Another insisted that Michael Brown had it coming to him, and to make that story play better in his own head invented an entire imaginary Michael Brown to fill in the blank canvass that we actually have. “These people walk down the street all day yelling ‘Murder, Murder, Murder,’” he fumed. “When you do that, you’re asking for the police to shoot you.”
Another made a rather strange assumption that the root of black males misbehaving is different from the roots of white males doing the same. “How old were you when you knew that stealing was illegal,” that caller asked Villannucci. When the host replied he had no idea but that it was probably when he was five or six, the caller pounced. “Exactly. The problem is no one tells [African Americans] that things are against the law.”

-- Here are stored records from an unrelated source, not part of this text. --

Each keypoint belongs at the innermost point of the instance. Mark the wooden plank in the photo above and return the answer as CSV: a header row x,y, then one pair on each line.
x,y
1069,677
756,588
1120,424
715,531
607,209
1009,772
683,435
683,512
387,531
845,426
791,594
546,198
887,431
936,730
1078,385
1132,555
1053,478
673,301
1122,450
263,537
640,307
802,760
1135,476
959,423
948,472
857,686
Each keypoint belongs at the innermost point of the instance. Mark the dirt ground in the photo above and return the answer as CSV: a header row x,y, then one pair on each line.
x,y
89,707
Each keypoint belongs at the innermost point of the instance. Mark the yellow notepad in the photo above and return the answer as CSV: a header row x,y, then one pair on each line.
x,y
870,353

But here’s the thing: Even these callers are an excuse that allows white people to ignore the problems Ferguson has highlighted. Because when I look back, I would argue that the scariest and most depressing part of my description of Villanucci’s show was this:
It was the day after the video pics from the shoplifting had been released, and Villanucci was trying to have a town-hall-like conversation over what those pictures meant.

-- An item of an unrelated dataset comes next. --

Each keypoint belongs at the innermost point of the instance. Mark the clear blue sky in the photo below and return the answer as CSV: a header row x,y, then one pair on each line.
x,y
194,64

Villannucci wasn’t alone in this. It was what all of white America was talking about — that one, singular story that broke the night before that got thrown on the burning embers of the Ferguson story.
Except, of course, that it wasn’t the one singular story that broke the night before. There was also this story, about the history of the white police who released that video footage. It was a story about racially-motivated brutality, and of the creation of trumped-up charges, the destruction of evidence, the falsified public documents, and the perjury that this same police force engaged in when they discovered they had arrested the wrong black man. (All of which, by the way, comes from court records.)
That is white America in a nutshell, at least where black America is concerned: A young unarmed black man is shot dead by the police, and the track record of racism by those same white police officers — or the Stanford study that had just been released — is a story we can’t be concerned to talk about for more than an hour, or really even bring up in our talk radio shows that we’re slavishly devoting to Ferguson, MO. But is it likely that young, unarmed Blackman once shoplifted? That we can talk about for hours on end, as we argue its degree of relevance..
Because tackling the findings of the Stanford study is hard — both the figuring out where to begin and the facing of truths about ourselves we don’t want to acknowledge. But finding a sin — any sin — in a random black man? Well…
Easy peasey lemon squeezy.
 Or at least what they were wearing several years ago. Now it appears that they all wear Hawaiian shirts, khaki shorts and boat shoes with black socks pulled up all the way on their calves — which proves, I suppose, that if you wait long enough even the ugly-ass stuff your dad used to wear will come back into style.
 Note: Though I was taking notes, it is possible that my quotes are not 100% verbatim. I wanted to make sure that they were, but the third hour of the show is no longer on KXL’s website.
I actually wrote to the show to see why it had been taken down, and to ask if I could purchase a copy of the last hour. I got this response from Villanucci himself:
i need to ask jordon,
maybe it was really bad?
I have not heard from them since and have left a message for the producer Jordan. If I’m ever able to get a hold of that hour, I will correct the quotes as needed and post a link to the audio.
 And for the record, there was also the re-surfacing story that just last year the county police were forced to fire a Lieutenant after an investigation showed he was instructing his officers to target African Americans.